Here’s a popular comment my friends made when I first told them that I wanted to try out yoga: “You sure? Isn’t that just for girls?”
I rolled my eyes and chalked it down to testosterone poisoning – and the fragile state of masculinity. But after a couple of classes at the local yoga centre, I noticed that mine was almost always the only pair of gym shorts in a sea of colourful leggings. Sure, there was the sole, retired uncle with back problems – but where were the other dudes?
After collapsing into a heap for the umpteenth time in an attempt to reach my toes while the girl on the next mat got into a downward dog seamlessly, I threw in the towel. It was just too demotivating to continue when everyone else was leagues ahead.
Not too long after, I caught wind of Broga yoga and heard that it had arrived on our shores. Wanna know what it’s all about? “Broga yoga is a fitness-based yoga programme that was designed for men, but is open to all,” says Daniel Chandranayagam, Malaysia’s first licensed Broga instructor. “With Broga, we try to meet men at the point that’s accessible for them, which is strength. It comprises movements such as lunges, squats, push-ups, and locust rows (to engage the upper back), as well as a HIIT section. Most love – or love to hate – HIIT, and Broga’s fairly different from the usual yoga practice.”
But this doesn’t mean fans of more conventional yoga will be missing out on any of the traditional asanas (poses). “We incorporate dynamic stretching in the beginning, and more static, yet strong stretches at the end to balance it all,” Chandranayagam explains. “Broga includes a lot of bodyweight exercises into a flow that makes it a pretty unique experience for guys. As with other forms of yoga, we know how to regress and progress the poses or sequences for the guy on the mat.”
If you’re a seasoned gym bro who is unsure about belting out bakasanas instead of bench presses, listen up. “No one I know in any fitness discipline has said that yoga is a waste of time,” Chandranayagam emphasises. “I’ve trained Muay Thai guys, young professional golfers and bodybuilders. They all try to incorporate some yoga in their time.”
Athletes have a lot to gain from yoga, he continues, as the traditional sequences contain a lot more eccentric strength phases, such as lowering yourself from a plank into a chaturanga dandasana (the bottom segment of a push-up). “Broga has a lot of concentric strength moves, in addition to eccentric strength,” he adds. “There’s a lot of strength involved and that helps to develop muscles too.”
Still on the fence about yoga? Here’s some additional food for thought: “Yoga’s great for preventing and rehabbing injuries because it really is a mind-to-body connection,” Chandranayagam explains. “We aren’t banging out reps for time or trying to beat Personal Records; we’re engaging our mind to our bodies, and trying to move our limbs in the right direction with as minimal postural deviation as possible.”

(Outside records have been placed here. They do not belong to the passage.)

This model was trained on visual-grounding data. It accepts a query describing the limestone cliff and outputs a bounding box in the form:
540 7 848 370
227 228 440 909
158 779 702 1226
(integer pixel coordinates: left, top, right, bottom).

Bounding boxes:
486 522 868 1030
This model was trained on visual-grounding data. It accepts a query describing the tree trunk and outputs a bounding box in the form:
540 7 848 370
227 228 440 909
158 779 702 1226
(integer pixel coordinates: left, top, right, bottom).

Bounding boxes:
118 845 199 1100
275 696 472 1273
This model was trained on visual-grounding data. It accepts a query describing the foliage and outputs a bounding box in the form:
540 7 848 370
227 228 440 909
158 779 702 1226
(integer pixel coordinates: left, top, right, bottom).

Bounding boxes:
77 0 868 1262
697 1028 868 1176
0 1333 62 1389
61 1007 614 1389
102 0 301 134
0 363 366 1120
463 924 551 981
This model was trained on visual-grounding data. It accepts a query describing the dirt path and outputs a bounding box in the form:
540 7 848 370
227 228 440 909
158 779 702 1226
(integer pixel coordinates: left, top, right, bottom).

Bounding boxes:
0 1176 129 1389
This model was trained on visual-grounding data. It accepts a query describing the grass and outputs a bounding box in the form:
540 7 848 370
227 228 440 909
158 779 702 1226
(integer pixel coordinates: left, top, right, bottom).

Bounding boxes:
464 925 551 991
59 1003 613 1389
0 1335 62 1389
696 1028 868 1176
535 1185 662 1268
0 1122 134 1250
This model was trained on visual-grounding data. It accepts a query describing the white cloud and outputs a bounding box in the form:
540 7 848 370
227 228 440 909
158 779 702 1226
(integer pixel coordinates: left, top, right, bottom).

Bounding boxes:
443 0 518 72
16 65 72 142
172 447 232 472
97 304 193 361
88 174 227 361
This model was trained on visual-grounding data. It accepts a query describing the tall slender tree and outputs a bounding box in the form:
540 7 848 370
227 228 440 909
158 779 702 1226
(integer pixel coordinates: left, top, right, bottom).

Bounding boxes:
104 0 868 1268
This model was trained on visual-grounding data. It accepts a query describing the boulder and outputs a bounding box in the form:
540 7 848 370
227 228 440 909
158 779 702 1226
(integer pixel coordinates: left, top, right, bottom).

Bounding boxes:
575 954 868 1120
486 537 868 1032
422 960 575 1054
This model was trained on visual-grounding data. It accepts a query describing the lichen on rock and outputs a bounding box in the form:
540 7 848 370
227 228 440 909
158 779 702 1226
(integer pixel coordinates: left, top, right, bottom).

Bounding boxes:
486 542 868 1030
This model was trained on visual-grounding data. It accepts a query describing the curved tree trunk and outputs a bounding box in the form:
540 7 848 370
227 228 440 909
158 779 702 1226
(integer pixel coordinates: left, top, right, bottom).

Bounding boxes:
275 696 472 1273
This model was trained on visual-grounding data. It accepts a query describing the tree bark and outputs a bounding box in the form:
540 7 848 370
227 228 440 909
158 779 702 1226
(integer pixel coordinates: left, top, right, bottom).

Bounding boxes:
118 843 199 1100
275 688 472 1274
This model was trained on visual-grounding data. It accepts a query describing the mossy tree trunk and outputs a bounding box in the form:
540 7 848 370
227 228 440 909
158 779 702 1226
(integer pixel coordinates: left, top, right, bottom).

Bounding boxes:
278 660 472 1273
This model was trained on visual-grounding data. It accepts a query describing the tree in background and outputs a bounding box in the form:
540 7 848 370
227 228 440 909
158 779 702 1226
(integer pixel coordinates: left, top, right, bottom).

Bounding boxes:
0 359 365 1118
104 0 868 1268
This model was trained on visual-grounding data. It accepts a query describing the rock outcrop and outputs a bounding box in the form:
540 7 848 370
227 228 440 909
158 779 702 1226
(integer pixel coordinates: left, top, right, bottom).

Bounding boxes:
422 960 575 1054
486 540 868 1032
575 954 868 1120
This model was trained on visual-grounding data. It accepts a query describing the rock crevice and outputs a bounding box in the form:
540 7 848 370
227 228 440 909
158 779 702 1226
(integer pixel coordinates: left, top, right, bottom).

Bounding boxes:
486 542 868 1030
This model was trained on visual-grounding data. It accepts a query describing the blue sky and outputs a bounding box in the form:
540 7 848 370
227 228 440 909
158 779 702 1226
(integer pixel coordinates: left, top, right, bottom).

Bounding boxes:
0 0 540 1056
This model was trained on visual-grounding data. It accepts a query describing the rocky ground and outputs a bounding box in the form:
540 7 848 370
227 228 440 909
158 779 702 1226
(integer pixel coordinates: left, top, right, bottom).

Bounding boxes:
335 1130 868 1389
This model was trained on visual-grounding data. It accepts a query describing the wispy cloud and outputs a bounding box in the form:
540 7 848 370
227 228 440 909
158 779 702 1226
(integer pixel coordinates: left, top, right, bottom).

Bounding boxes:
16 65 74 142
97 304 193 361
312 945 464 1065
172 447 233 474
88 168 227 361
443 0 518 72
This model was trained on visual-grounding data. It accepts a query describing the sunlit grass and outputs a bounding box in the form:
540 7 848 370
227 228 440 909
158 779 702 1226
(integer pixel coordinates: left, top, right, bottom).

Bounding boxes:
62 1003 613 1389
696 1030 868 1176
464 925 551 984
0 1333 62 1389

It wouldn’t be a long stretch to claim that the benefits of yoga has far-reaching implications that extend beyond the mat; for example, the next time you hit the weights room or track field, you’ll find that you’re able to engage your limbs to move into a correct squat or even running gait, Chandranayagam says.
Keen to find out for myself what Broga yoga is really like, I got to experience it firsthand at its recent launch. The class started like other yoga sessions I’d attended in the past; we kicked off with some dynamic stretches to get the blood pumping, and paid extra attention to our breaths as we transitioned between each movement. The HIIT component, which came later in the class, reminded me a bit of military boot camp training – rising into no-jump burpees right after push-ups definitely got my heart rate up, and helped us break into a sweat!
One thing that stood out for me was how the movements engaged my smaller muscle groups. I have a tendency to go hard, fast and heavy when I lift weights on my own at the gym. As a result, most of my workouts tend to focus on the larger muscle groups through isolation exercises. When I tried Broga, however, I realised that doing some of the moves – and holding certain poses – was a lot more challenging as they engaged my core and muscles that might have been hitherto dormant.
The pace slowed down towards the end of the class; it’s safe to say that when we got into shavasana (corpse pose) at the very end, I let out a sigh of relief as a wave of endorphins washed over me. Talking to a couple of my friends who’d tagged along for the Broga class with me, we reflected that it was a refreshing change from conventional yoga, and one that we wouldn’t mind exploring further.